Vous êtes né au Niger, à Agadez. Vous avez eu une enfance privilégiée. Pourquoi avoir quitté ce pays que vous aimez tant ?Quand mon père est devenu préfet, on a été obligé de le suivre ! Au Niger, je ne suis jamais resté plus de trois mois dans une ville. Nous étions réellement des itinérants ! Je me faisais des amis un peu partout. Mais il est vrai que, aujourd’hui, quand j’y repense, à l’inverse de beaucoup de gens je n’ai aucun ami d’enfance. Puis mon père a été nommé ambassadeur du Niger en Côte d’Ivoire, puis au Cameroun et au Nigeria… J’ai finalement toujours suivi ! Sans souffrance, ni trop de regrets.
Etes-vous croyant ?Ma famille est très croyante et je suis moi-même musulman. Mon prénom a d’ailleurs une signification. Mamane, en haoussa, veut dire Mohamed, et c’est mon prénom à l’état-civil ! Mais au Niger, tout le monde m’appelle Mamane. Alors, quand j’ai dû choisir un nom de scène, je l’ai choisi comme une évidence pour rendre hommage à mes racines.
Après une longue période en France, où vous avez une maison, à Montauban, vous décidez de rentrer en Afrique…C’est un retour professionnel et affectif. Je ne me voyais pas continuer une carrière en France en laissant l’Afrique derrière moi. Je suis aujourd’hui en paix avec moi-même. Je voulais venir m’engager sur le terrain, rendre à l’Afrique ce qu’elle m’a donné. Je suis parti avec une bourse d’Etat du Niger et je ne suis pas devenu le physiologiste que j’aurais dû devenir. Donc il faut que je sois là pour mon pays, en professionnalisant l’humour ! D’abord en Côte d’Ivoire, puis au Niger. Aujourd’hui, ce n’est qu’une première étape.

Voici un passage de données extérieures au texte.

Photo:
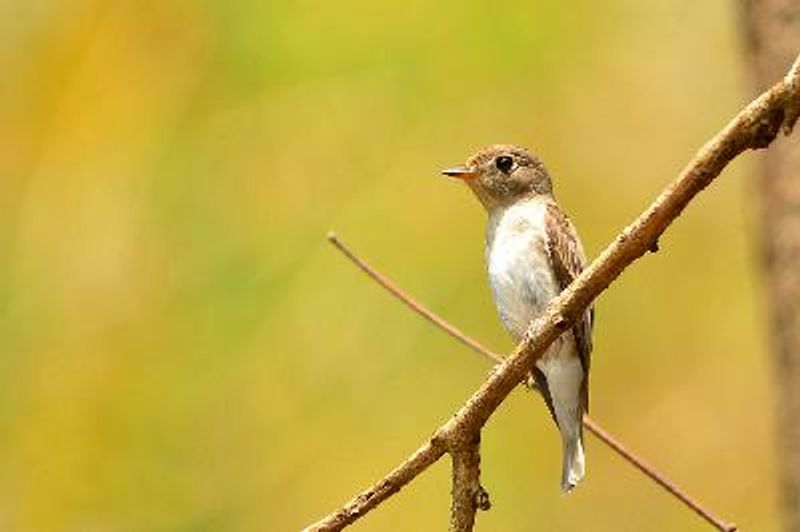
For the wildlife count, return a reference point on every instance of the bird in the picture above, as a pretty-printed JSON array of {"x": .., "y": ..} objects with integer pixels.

Une première étape qui va vous permettre de créer une école d’humour au Niger ! Idéalement, j’aimerais que l’école sorte du sol en 2019. J’ai déjà l’accord du gouvernement, les plans, le lieu… Tout est prêt ! L’établissement sera en périphérie de Niamey, sur 7 000 mètres carrés, avec un théâtre de verdure, une dizaine de chambres pour les internes, un auditorium, deux salles de classe, une salle de spectacle ouverte ou encore des bureaux administratifs. Et, évidemment, je donnerai des cours ! On sélectionnera des élèves confirmés, mais aussi des débutants. Je souhaite donner sa chance à tout le monde.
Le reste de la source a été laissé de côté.